Anfänger-Missgeschicke und die Furcht vor der Kassettenentleerung
Missgeschicke blieben nicht aus: Beim holprigen Einfahren ins Fahrerlager verabschiedete sich der Ablassstopfen des Frischwassertanks. Ursache: wohl zu niedriger Wasserstand in Verbindung mit starkem Wellengang.
Auch die geringe Stehhöhe im Nassbereich und das schwer auffindbare Licht hinter dem Badspiegel sorgten kurzzeitig für Verwirrung. Die Bordtoilette ließen wir ungenutzt – weniger aus Platzgründen, sondern wegen des abschreckenden Gedankens an die Endreinigung. Für unsere kurze Camping-Premiere erschien der Gang zum Dixi-Klo die einfachere Lösung.

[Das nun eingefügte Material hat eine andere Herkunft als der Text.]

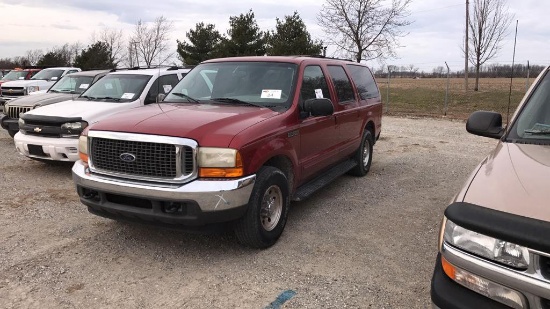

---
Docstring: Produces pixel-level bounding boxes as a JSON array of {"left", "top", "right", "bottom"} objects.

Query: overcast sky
[{"left": 0, "top": 0, "right": 550, "bottom": 72}]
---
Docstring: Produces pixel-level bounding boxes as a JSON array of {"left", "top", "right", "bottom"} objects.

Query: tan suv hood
[{"left": 464, "top": 143, "right": 550, "bottom": 222}]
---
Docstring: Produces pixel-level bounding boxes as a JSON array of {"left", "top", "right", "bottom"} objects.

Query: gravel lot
[{"left": 0, "top": 117, "right": 496, "bottom": 309}]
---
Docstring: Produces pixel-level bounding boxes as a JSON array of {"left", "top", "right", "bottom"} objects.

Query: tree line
[
  {"left": 374, "top": 63, "right": 545, "bottom": 78},
  {"left": 0, "top": 10, "right": 323, "bottom": 70}
]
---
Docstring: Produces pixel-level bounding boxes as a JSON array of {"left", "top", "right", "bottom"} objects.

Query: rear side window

Überzeugender Auftritt des Sport&Fun

Von den 1,3 Tonnen im Schlepptau zeigt sich die 519-PS-Zugmaschine naturgemäß wenig beeindruckt.
Insektengitter, Jalousien, solide Verarbeitung – der Sport&Fun überzeugt bis ins Detail. Einzige Ausnahme: die Stoffabdeckungen über den Schlössern der Hecktür, die lediglich mit Drahtklemmen befestigt sind.
Die 1,3 Tonnen Anhängelast spürt der Porsche kaum. Doch die Versuchung ist groß: erlaubte 100 km/h auf der einen, PS-Übermacht auf der anderen Seite. Zum Trost: Am Ziel abgekoppelt, fährt man wieder unbeschwert. Selbst die kleinen Stöße des Einachsanhängers, die auf unebener Fahrbahn ins Zugfahrzeug übertragen werden, verschwinden dann.
Und so tauchte auf der Rückfahrt nach Stuttgart die Frage auf: Wäre ein Knaus Sport&Fun nicht vielleicht auch etwas für uns?